Quiver tree AfricaQuiver Trees (Aloe dichotoma), are also known as kokerboom, and are a species of aloe indigenous to South Africa, specifically in the Northern Cape region, and Namibia. They are referred to locally as “quiver trees” as the branches and bark are used by Kalahari San Bushmen to make quivers for their arrows. Known as Choje to the indigenous San people, the quiver tree gets its name from the San practice of hollowing out the tubular branches of Aloe dichotoma to form quivers for their arrows.

 

 

 





JOHANNESBURG – A famed desert tree used for generations by Africa’s bushmen to make quivers for their arrows is threatened by global warming.

With a stocky trunk topped by a tangle of forked branches, this tree has iconic status in Namibia, where its blue-green crown vividly stands out against a parched landscape.

“They are in the early stage of a poleward (southward) range shift,” Wendy Foden, a researcher at the South African National Biodiversity Institute, told a conference on climate change science in Johannesburg.

A shift towards the poles and away from the equator is precisely what one would expect as a response to warming conditions, Foden said. She said observations at over 50 sites throughout the trees’ range in Namibia and South Africa highlighted two disturbing trends which could clearly be linked to climate change.

The first was that with populations found on slopes, mortality was much higher at lower elevations than at higher ones — that is, where it would be warmer on a slope. She also found higher mortality rates in the north of its range, towards the equator, than those found in the south. Historical data from weather stations within the trees’ range also showed rising temperatures over the past few decades.

“If there is no expansion in the quiver trees’ range, then models forecast a 76 percent reduction in its population over the next 100 years, and even with dispersal its numbers could be down over 30 percent over the next century,” she said.

Wendy Foden also said the quiver trees’ situation highlighted the fact that climate change was having an impact on desert ecosystems, regions where many people assume the affects should be minimal as they are already hot and dry.

Dr Richard Pearson of the American Museum of Natural History told the conference that a species had three choices when confronted with climate change: die, adapt or migrate.

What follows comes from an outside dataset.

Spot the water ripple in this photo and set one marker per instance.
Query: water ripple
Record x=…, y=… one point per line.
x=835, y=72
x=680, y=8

For the quiver tree, any migration it made would have to come about as a result of seed dispersal via the wind or from droppings from birds or other animals that digested them. That may help the species but not individuals, some of which are over 150 years old. “If you’re a plant, quite literally you are stuck,” Foden said. Story by Ed Stoddard, From Reuters News.

 



A group of scientists from the South African National Biodiversity Institute found quiver trees located in hotter northern parts of the country were struggling to survive in the drought conditions the area was experiencing. They believe, a 2C (3.6F) increase in temperature may be too much for many plants species to survive unless they are able to migrate to cooler areas, a team of scientists says. Guy Midgley, was one of the scientists involved in the study and he said, “We’re asking sedentary organisms, which have achieved an equilibrium with the climate for thousands of years, to suddenly become able to move – that’s a tough ask.”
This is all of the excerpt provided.